Local population always readily offer their services to travellers – with carrying their loads, providing means of transportation etc. Take our advice: if you use services of our company then you would better be using services of those local Kyrgyz people who cooperate with our company on legal contractual basis. This is the company’s prerequisite condition with respect to safety of and warranty to your loads and settling of any disputes that may arise in case of loss of or damage to your loads.
As to high-altitude gear, “Pamir Expeditions” offers its clients gear to rent as follows: high-peak tenets (“Red Fox” and “Terra Nova” models), gas-stove burners, ropes, crampons, ice-axes, two-way radios etc. The rest of the gear, we do suggest, has to be of your own and brought with you (see in the “Gear” section).
Time most favourable for climbing Peak Lenin is two summer months: July and August. Our tip to skiers: best time for ski climbing is July. Most comfortable ski downhill you can get when skiing from the top – 7134m!
You can easily without limitation change your US dollars or Euros or Russian roubles to local Kyrgyz soms at any exchange office in town of Osh. Same kind of currency is in circulation at the BC and ABC.
And the last thing to mention: we highly recommend that you provide your passport details to us well beforehand – at least 3 weeks, better 1 month before your planned arrival in Kyrgyzstan, so that we could timely obtain all necessary permits for you.

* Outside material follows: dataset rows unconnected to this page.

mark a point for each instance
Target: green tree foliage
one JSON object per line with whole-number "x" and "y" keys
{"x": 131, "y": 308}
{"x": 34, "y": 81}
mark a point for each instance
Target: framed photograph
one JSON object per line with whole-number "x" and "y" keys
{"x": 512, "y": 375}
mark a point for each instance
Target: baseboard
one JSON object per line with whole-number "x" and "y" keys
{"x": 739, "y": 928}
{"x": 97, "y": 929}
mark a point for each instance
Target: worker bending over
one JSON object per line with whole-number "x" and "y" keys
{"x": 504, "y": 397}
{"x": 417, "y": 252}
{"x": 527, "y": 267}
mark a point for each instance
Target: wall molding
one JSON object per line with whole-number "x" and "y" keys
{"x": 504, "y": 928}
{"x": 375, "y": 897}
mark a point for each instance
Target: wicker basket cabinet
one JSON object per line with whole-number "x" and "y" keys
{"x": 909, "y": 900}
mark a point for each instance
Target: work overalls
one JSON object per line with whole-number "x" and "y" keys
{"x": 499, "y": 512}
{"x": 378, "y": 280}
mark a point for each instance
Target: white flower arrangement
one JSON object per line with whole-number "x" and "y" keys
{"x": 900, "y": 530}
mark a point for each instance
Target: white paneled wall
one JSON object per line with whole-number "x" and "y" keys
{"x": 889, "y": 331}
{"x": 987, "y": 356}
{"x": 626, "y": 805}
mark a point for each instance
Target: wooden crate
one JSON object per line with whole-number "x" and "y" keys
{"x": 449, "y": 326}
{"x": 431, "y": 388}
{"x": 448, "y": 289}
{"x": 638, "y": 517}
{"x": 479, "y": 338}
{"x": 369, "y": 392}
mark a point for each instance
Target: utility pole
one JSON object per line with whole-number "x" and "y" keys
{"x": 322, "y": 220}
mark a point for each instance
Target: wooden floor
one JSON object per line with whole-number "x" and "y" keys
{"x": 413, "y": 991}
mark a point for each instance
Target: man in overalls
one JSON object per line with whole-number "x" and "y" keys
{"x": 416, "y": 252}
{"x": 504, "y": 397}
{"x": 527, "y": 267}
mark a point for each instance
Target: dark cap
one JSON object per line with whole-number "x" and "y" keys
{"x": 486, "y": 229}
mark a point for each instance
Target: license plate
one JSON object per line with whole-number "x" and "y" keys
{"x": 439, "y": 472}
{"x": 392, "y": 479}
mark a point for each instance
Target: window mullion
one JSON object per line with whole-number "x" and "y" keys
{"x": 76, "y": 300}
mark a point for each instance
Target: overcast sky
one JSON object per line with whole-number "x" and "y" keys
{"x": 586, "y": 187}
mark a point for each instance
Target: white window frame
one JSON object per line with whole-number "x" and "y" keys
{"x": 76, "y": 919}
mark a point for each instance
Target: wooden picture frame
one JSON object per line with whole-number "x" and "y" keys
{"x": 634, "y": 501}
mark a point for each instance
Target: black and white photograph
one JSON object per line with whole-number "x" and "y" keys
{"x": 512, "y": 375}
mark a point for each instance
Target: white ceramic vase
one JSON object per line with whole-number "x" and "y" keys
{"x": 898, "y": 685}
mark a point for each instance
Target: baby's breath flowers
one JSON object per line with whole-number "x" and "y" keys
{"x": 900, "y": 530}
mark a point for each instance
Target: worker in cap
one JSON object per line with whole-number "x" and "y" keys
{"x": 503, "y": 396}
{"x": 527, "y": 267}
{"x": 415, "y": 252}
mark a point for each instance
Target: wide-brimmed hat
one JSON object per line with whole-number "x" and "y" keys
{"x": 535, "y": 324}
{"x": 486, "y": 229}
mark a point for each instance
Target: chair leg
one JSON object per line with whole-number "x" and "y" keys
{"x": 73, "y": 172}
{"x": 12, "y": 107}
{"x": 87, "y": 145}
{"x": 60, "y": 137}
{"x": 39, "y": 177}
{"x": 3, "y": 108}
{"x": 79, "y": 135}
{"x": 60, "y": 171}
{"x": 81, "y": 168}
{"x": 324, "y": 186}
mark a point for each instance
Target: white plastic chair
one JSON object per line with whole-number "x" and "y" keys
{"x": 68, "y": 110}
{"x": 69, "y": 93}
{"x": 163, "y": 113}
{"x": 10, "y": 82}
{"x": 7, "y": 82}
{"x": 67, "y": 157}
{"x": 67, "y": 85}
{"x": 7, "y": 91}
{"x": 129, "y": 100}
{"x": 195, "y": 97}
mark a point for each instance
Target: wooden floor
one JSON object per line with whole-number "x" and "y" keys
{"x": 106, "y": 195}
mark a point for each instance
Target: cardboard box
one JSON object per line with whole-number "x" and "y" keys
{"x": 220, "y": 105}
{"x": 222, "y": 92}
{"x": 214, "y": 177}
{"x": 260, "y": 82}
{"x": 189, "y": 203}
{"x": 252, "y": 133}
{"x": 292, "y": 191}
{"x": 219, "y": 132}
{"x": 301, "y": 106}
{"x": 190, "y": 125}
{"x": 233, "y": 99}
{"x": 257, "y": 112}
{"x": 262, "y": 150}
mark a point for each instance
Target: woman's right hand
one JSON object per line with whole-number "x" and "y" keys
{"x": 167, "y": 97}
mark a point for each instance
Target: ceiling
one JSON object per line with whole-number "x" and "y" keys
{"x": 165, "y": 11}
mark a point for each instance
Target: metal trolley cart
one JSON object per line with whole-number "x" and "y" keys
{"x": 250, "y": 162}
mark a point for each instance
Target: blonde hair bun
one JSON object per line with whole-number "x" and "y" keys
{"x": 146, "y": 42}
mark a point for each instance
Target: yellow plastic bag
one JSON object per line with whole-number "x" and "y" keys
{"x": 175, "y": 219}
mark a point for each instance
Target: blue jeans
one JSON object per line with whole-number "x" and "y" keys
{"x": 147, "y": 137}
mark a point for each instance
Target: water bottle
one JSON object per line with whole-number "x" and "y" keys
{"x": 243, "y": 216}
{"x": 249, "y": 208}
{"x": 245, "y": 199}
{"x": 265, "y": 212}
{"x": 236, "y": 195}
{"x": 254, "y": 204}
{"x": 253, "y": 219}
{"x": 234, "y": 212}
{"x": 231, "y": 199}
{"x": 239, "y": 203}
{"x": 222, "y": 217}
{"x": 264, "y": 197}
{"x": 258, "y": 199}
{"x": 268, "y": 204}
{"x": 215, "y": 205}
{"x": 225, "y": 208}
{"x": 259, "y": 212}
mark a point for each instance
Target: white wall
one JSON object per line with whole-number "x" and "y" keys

Upon arrival in the country you are to pick up from customs office and write in 2 (two) customs declaration forms. Out of the two form one form stays with the customs while the other one is to be stamped and returned back to you by the customs officer so that you could produce it to customs officer at time of you departure the country. In the customs declaration you are to describe all cash money, traveller’s cheques, weapons and ammunition (if any), psychotropic substances and other items that needs to be declared under the form. Make sure that you fill in the form in two (identical) copies even though the customs officer may assert to you that it is not necessary. The point is that at the time of your leaving the country you are to declare valuables and money you’ve got once again. And customs officer is in right to require your first (old) declaration to be produced. If you fail to produce the old one and your new declaration states some amount of money that you are taking out of the country then the officer has a right to confiscate this money. Once again, we reiterate: if the officer at time of your entering the country tells you that one form is enough while the officer at time of your exiting the country requires the old form to be produced then how do you prove him that you do not take country’s money out but are taking just your own money unless you have your entering declaration?